Yes, this channel is a MGM HD preview channel. It is only availble to Dish HD customers. A "best of MGMHD" if you will.


----------



## phrelin (Jan 18, 2007)

So I gather the only way to know what's on this thing is to look at your guide on the TV?


----------



## JohnH (Apr 22, 2002)

phrelin said:


> So I gather the only way to know what's on this thing is to look at your guide on the TV?


Seems to be it.

Clambake starting now.


----------



## JohnH (Apr 22, 2002)

Mapdown was just changed to 386.


----------



## dennispap (Feb 1, 2007)

JohnH said:


> Mapdown was just changed to 386.


I see that, but the ads i saw on Dish and even their website shows channel 98.
Typical dish:nono:


----------



## Stewart Vernon (Jan 7, 2005)

Yeah, weird they changed the mapdown... I never did see 98, so maybe they had a technical problem since clearly their marketing material for the commercials had 98 all over it.
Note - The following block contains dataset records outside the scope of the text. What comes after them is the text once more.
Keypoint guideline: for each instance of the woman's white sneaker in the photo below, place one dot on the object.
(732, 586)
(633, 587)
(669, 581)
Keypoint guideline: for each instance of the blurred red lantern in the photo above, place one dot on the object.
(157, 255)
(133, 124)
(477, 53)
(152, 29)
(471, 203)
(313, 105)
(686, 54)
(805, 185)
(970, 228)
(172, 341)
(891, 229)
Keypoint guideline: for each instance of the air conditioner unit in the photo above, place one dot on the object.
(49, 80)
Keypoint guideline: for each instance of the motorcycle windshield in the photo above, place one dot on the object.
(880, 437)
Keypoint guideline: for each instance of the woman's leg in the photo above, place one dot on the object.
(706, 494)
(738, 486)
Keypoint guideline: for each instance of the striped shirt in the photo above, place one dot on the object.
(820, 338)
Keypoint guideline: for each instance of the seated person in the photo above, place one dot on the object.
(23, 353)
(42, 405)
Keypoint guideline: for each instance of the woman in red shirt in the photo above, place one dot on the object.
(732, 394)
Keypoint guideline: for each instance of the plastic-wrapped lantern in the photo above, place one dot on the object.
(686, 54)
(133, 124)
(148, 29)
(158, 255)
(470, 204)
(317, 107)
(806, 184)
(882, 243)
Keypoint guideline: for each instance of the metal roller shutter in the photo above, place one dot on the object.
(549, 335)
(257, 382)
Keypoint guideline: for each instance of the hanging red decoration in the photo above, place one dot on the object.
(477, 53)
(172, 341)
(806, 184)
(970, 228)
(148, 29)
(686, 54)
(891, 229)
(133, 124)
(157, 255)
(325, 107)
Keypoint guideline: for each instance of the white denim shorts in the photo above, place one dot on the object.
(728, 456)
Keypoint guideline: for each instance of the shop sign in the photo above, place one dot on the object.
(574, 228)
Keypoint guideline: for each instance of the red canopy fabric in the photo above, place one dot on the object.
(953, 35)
I changed the title of this thread, and the first post, to indicate the new mapdown and the non-mapped channel 386(9647) and will edit the headline from yesterday to reflect the change.


----------



## Paul Secic (Dec 16, 2003)

dennispap said:


> Watch channels that you might not have, for FREE - all month long.
> 
> As a DISH Network customer, you'll get the chance to watch channels each month that you might not already have, for FREE - all month long. Check out the list below to see what's in free preview this month. If you like what you see, it's a great time to
> upgrade your programming package!
> ...


In the middle of a movie I was watching on DVR they had a ad for themselves. I deleted all of recordings of MGM HD. I refuse to watch any movie channel that has ads. I know I'm spoiled.


----------



## Paul Secic (Dec 16, 2003)

phrelin said:


> It's a little tough to tell when the MGM HD will start and end but here's the approximate lineup (times are Pacific):
> 
> 1:30 AM The Usual Suspects
> 2:00 AM The Long Goodbye
> ...


A few of these movies I've seen on HBO, ENCORE & STARZ They rotate movies among themselves.


----------



## DoyleS (Oct 21, 2002)

I tried logging into my DVR from work but cannot see any schedule on either 386 or 9647. They do not show up on the grid and when I enter those stations alone I get an off the air message. Anyone else seeing something different from an internet remote login to their DVR.


----------



## garys (Nov 4, 2005)

DoyleS said:


> I tried logging into my DVR from work but cannot see any schedule on either 386 or 9647. They do not show up on the grid and when I enter those stations alone I get an off the air message. Anyone else seeing something different from an internet remote login to their DVR.


Preview is over, it ended Tuesday morning.


----------



## JohnH (Apr 22, 2002)

Don't know, but the preview was last weekend. It is over.


----------



## DoyleS (Oct 21, 2002)

Doh!!


----------